Right, but that might be because we’re all more poor.
If I produce $1/hour of profit (for myself) and I work eight hours a day, then I’m making $8/day. If I double my productivity, I can work the same amount of hours and earn $16/day or I can halve my work hours and make the same amount as before (or I can do something else).
The question of how many hours to work will now depend on the relative values of my free time and my work time. Each hour I work is now worth $2 to me, but it costs the same as before in terms of effort. So I should be willing to work more by that calculation. However, IIRC and I don’t have a cite for this off-hand, empirical studies have found that people are fairly consistent in valuing their free time as being worth about half their wages. So if I’m making $1/hour and increase it to $2/hour, does the value of my free time increase from $0.50/hour to $1/hour? Maybe, as my income increases the range of activities I can engage in increases, and presumably the value of them as well. Before I could watch my black-and-white television and now I can watch my color television. Before I had to go to the library, now I can go to the movies. Before I had to eat plain white rice, now I can eat at the Ritz.
So to answer why we keep working the same hours despite increasing productivity, we need to figure out how these values interact and change over time.

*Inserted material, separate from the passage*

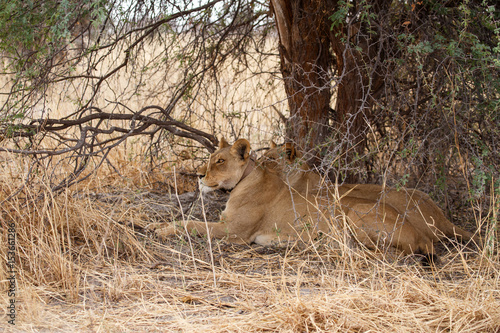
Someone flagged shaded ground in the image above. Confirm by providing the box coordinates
[78,186,229,228]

But first we should ask ourselves if we really are working the same number of hours. I just went to the Bureau of Labor and Statistics and since I can’t link to the output results, follow these steps. Go to the most requested series page. Check the box labeled “Average Weekly Hours (Unadjusted) - EEU00500005” and click Retrieve Data. Under Change Output Options, use the pull down menu to start the data in the '40s, let’s say 1947. Be sure to click the box labeled “Include Graphs NEW!” and then click go. Now look at the graph. It looks like hours fell pretty steadily from '64 to '84 (damn you, Reagan!) and have held steady since then. So we have cut back, but not a lot. I suspect it’s because our free time options have improved over that period as well, but I have no proof.
Finally, you have to consider institutional options. Basically, you can’t get ahead in life without working 40 hours or more on your job. The Man demands forty hours out of us. Personally, I’d like it if some enlightened legislators lowered full employment from 40 hours per week to 30. Forty hours may be an equilibrium because it is difficult to change to another number of hours. So social inertia may have something to do with why we keep the 40 hour week.
Summing up this long-winded non-answer, I think that it is a suprisingly hard question to answer. I don’t know, but I hope I’ve pointed a path that may help.